J’ai fait le choix d’exposer mon corps aux épreuves, mais c’est mon esprit qui s’améliore. Façonné par l’inattendu et les déconvenues, il se connaît mieux, il sait ce qu’il veut et ce qu’il peut, il est cohérent et je sais le diriger comme une prolongation de mon corps.

Pythagore avait raison, mon âme a dû choisir cette vie pour faire des expériences : les épreuves servent à m’instruire et à m’élever.

Ma vie n’a pas besoin d’être facile ni parfaite pour être merveilleuse. C’est juste ma manière de la percevoir qui lui donne du sens.

Je ne me sens en compétition avec personne.

J’ai ma propre trajectoire unique et inimitable.

Je…

Zut, je deviens une chatte philosophe. C’est la mauvaise influence de Pythagore. Il faudrait peut-être que je commence par résoudre les problèmes immédiats avant de me poser trop de questions existentielles.

J’observe mieux le décor.

Quelques rats pointent parfois le museau, nous surveillent, mais ils n’osent pas approcher. Pour l’instant.

Il va falloir faire vite.

Enfin Pythagore nous signale que l’île aux Cygnes est en vue. Du peu que j’en distingue, c’est une langue de verdure au milieu du fleuve. Nous rejoignons le pont de Bir-Hakeim d’où part un escalier qui descend jusqu’à l’île proprement dite. Les jeunes humains forment alors une chaîne pour vider les véhicules et transporter les caisses de nourriture, les outils et les armes.

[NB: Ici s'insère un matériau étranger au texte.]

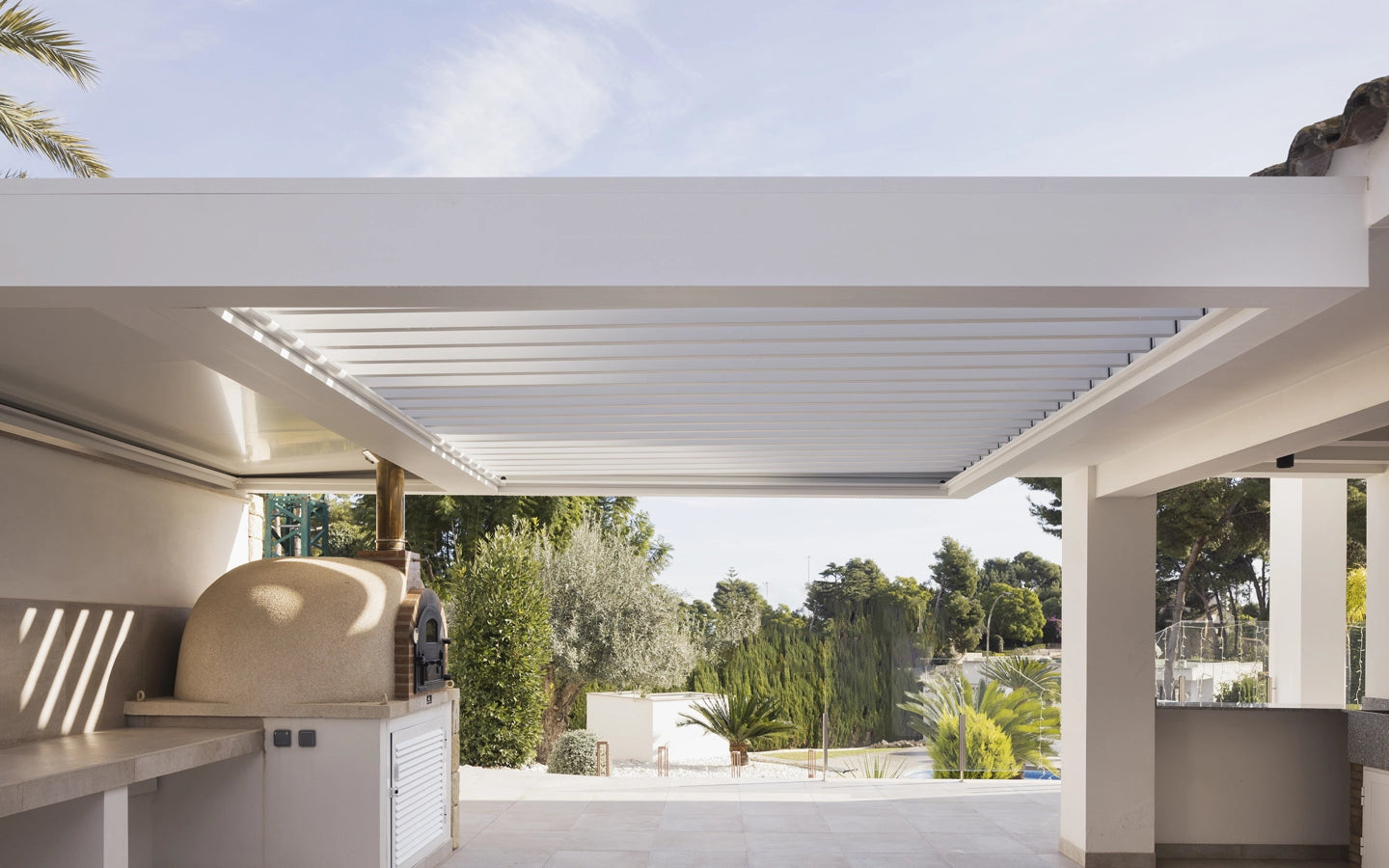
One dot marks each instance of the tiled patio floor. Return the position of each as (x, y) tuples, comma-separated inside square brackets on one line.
[(530, 820), (514, 818)]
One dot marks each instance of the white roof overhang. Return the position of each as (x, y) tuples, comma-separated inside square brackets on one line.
[(677, 337)]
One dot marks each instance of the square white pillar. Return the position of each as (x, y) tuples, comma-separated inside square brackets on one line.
[(116, 827), (1108, 548), (1307, 592), (1376, 592)]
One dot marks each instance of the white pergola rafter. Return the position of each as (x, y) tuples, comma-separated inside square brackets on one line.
[(816, 337)]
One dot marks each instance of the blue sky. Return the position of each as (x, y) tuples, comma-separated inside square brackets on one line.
[(347, 88)]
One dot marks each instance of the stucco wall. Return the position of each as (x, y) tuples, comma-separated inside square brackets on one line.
[(100, 568), (76, 529), (1252, 776), (635, 725)]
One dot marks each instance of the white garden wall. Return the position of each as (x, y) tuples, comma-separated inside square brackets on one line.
[(635, 725)]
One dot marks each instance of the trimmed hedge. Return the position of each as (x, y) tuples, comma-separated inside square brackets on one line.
[(501, 650), (575, 753)]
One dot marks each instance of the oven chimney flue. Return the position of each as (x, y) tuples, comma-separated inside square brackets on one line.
[(391, 505)]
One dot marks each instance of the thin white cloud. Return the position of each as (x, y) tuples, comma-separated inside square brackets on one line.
[(612, 10), (517, 103)]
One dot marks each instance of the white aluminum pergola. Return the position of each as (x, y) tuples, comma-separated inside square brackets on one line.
[(667, 337), (920, 338)]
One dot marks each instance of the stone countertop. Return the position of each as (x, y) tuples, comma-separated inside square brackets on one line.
[(1367, 738), (379, 710), (38, 773), (1165, 706)]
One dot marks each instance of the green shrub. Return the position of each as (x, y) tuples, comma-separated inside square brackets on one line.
[(501, 647), (575, 753), (988, 748), (1246, 689)]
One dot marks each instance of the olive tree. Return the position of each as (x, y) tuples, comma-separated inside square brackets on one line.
[(610, 622)]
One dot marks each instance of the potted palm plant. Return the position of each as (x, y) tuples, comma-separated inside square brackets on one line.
[(741, 719)]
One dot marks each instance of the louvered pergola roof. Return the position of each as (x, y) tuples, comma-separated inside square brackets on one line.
[(899, 394)]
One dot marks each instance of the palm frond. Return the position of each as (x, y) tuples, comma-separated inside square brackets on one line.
[(37, 131), (1016, 671), (1021, 714), (738, 719), (24, 32)]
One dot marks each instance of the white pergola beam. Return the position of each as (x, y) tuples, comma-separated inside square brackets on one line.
[(925, 240), (1329, 406)]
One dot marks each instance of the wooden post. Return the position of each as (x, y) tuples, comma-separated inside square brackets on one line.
[(965, 748), (391, 505), (603, 758)]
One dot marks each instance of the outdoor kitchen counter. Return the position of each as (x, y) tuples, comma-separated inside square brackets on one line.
[(38, 773)]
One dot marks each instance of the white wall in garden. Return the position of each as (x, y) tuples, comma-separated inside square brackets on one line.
[(635, 725)]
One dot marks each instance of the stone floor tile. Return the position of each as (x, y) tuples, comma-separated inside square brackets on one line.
[(685, 858), (793, 842), (798, 860), (927, 858), (990, 842), (885, 842), (700, 842), (867, 824), (476, 857), (691, 823), (597, 858), (785, 823)]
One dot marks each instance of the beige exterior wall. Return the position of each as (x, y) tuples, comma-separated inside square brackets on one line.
[(88, 532), (1252, 776), (101, 565)]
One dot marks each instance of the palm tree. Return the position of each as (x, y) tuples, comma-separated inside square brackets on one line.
[(1031, 725), (1035, 674), (741, 719), (28, 126)]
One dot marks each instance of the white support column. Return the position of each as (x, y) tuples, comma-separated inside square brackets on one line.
[(116, 827), (1376, 590), (1107, 717), (1307, 592)]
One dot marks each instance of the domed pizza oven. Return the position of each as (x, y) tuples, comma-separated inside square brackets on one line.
[(309, 631), (341, 663)]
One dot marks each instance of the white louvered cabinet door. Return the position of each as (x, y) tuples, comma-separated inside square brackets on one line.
[(419, 792)]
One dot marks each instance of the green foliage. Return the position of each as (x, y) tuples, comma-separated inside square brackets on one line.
[(1017, 614), (1356, 596), (27, 126), (781, 662), (959, 617), (610, 621), (988, 750), (501, 649), (1016, 671), (877, 767), (842, 586), (738, 612), (446, 529), (1247, 689), (1354, 524), (574, 753), (1031, 725), (742, 719)]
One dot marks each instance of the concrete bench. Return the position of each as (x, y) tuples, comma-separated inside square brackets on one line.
[(67, 800)]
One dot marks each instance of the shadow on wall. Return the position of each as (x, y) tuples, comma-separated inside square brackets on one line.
[(69, 666)]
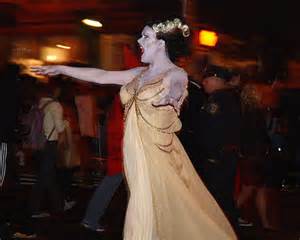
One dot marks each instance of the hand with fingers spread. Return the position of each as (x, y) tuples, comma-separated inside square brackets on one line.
[(49, 70)]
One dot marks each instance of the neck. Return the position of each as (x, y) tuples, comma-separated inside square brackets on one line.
[(160, 64)]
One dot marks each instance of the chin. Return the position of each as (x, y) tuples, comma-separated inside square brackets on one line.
[(143, 60)]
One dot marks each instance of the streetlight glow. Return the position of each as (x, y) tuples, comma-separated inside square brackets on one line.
[(91, 22)]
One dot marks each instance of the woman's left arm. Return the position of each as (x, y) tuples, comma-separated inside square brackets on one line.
[(175, 84)]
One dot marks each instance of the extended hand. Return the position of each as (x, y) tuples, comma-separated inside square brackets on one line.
[(50, 70)]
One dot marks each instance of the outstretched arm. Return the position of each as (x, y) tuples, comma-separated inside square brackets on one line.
[(94, 75)]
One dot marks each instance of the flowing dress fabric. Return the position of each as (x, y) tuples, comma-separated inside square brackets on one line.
[(168, 201)]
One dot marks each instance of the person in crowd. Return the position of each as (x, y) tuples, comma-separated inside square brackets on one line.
[(219, 139), (190, 117), (69, 154), (255, 144), (53, 125), (114, 176), (167, 199)]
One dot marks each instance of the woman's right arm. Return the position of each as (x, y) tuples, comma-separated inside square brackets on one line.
[(94, 75)]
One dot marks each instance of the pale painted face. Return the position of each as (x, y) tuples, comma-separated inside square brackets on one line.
[(149, 45)]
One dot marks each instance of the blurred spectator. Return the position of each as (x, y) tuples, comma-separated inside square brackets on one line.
[(108, 186), (254, 148)]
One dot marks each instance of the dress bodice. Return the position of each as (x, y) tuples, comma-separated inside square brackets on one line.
[(162, 118)]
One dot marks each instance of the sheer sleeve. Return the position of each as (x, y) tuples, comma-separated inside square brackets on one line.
[(174, 90)]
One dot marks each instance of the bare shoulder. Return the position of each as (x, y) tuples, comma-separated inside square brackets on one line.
[(133, 72), (177, 75)]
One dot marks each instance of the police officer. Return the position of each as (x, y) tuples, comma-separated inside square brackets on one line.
[(190, 117), (219, 133)]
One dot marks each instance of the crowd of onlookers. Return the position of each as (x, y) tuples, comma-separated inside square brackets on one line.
[(75, 119)]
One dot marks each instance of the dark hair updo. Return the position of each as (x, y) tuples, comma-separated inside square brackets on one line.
[(175, 33)]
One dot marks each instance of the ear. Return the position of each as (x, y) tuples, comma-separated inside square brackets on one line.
[(162, 43)]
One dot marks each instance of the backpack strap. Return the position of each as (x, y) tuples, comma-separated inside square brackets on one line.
[(42, 109)]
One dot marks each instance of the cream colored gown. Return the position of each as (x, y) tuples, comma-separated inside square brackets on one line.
[(168, 201)]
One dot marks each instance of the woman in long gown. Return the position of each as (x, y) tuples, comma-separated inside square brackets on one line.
[(168, 201)]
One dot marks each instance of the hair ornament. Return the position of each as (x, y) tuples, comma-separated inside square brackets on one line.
[(169, 26)]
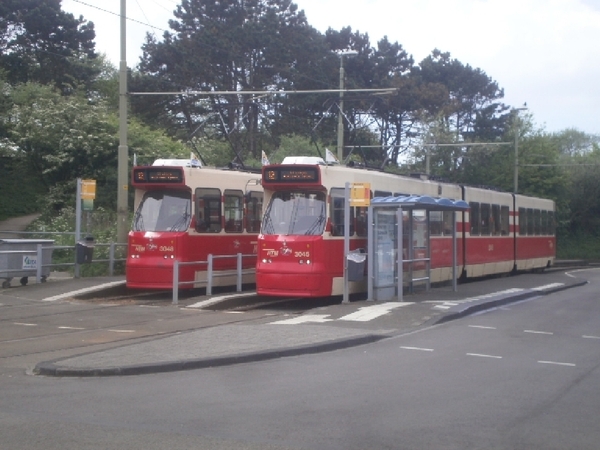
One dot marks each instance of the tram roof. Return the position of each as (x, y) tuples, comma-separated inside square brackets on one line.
[(421, 202)]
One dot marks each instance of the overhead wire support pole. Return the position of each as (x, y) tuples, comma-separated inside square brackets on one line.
[(123, 151)]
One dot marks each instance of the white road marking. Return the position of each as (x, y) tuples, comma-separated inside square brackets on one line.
[(557, 363), (367, 313), (447, 305), (484, 356), (319, 318), (220, 298), (418, 348), (83, 291), (548, 286)]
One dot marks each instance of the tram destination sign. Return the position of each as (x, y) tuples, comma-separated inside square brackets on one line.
[(293, 175), (157, 175)]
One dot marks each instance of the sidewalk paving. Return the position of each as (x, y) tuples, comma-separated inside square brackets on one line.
[(328, 330)]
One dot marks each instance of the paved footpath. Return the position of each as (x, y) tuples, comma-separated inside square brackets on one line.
[(317, 330)]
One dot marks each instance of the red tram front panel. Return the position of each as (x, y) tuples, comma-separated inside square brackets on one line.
[(185, 214)]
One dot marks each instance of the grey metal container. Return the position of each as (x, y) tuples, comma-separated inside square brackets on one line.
[(18, 258)]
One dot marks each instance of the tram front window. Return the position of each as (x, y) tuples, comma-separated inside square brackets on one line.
[(301, 213), (163, 211)]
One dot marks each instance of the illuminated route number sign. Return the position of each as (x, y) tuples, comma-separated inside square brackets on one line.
[(296, 174), (156, 175)]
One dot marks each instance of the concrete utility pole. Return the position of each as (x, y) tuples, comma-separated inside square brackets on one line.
[(340, 149), (517, 131), (123, 154)]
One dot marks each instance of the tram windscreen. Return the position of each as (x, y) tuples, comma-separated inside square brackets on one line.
[(301, 213), (163, 210)]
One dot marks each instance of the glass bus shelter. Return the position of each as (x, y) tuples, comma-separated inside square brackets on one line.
[(398, 240)]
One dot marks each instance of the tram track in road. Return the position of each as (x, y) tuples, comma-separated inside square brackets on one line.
[(66, 338)]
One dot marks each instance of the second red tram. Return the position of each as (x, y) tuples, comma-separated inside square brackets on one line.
[(185, 212), (300, 248)]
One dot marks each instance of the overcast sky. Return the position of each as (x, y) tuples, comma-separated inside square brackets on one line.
[(543, 52)]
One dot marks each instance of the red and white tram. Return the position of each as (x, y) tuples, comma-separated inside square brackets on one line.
[(188, 213), (300, 248)]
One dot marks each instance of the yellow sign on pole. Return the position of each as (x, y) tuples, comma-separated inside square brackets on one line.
[(360, 194), (88, 189)]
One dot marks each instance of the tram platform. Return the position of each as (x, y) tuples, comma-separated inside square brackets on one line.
[(319, 330)]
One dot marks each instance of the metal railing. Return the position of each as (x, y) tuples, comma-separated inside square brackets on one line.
[(210, 273), (40, 266)]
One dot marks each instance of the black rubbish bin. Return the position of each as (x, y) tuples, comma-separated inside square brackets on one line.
[(356, 265), (85, 250)]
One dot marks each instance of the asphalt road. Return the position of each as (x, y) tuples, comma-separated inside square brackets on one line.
[(522, 376)]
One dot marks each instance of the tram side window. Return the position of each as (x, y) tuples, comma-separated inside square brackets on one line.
[(530, 222), (208, 210), (485, 219), (254, 211), (337, 212), (234, 209), (544, 222), (436, 223), (448, 218), (504, 221), (495, 220), (475, 219), (522, 221), (537, 222)]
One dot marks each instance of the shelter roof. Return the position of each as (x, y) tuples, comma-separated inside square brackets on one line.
[(421, 202)]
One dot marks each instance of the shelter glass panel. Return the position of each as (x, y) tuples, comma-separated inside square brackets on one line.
[(338, 198), (208, 210), (234, 209)]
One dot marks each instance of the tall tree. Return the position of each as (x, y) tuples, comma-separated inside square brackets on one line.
[(472, 111), (233, 45), (39, 42)]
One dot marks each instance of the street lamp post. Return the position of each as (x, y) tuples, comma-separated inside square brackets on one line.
[(340, 146), (517, 131)]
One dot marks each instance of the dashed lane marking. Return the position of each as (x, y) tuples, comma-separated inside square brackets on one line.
[(484, 356), (556, 363), (421, 349), (547, 286), (318, 318), (367, 313), (538, 332)]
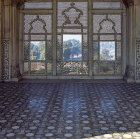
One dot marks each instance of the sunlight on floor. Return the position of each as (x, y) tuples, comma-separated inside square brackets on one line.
[(128, 135)]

Esméralda s’étend sous un banc. À peine s’est-elle couchée qu’Angelo vient la téter. Celui-là, il n’arrête pas de manger ! Mais je n’ai plus le sentiment qu’elle me vole mon fils. Après tout, est-ce parce qu’on a accouché d’un être qu’il vous appartient ? Au vu de mes aventures récentes, je crois que le sentiment qui génère tous les conflits est l’envie de posséder. Posséder son conjoint, posséder le territoire, posséder nos serviteurs humains, posséder la nourriture, posséder ses propres enfants. Personne n’appartient à personne. Les êtres ne sont pas des objets. Après tout, si Angelo a envie d’avoir deux mères, c’est son choix. En plus cela m’arrange, cela me permet d’avoir des instants à moi sans être tout le temps sollicitée pour fournir du lait. Je vois dans l’abandon de l’envie de posséder un premier intérêt : un peu de répit pour mes tétons.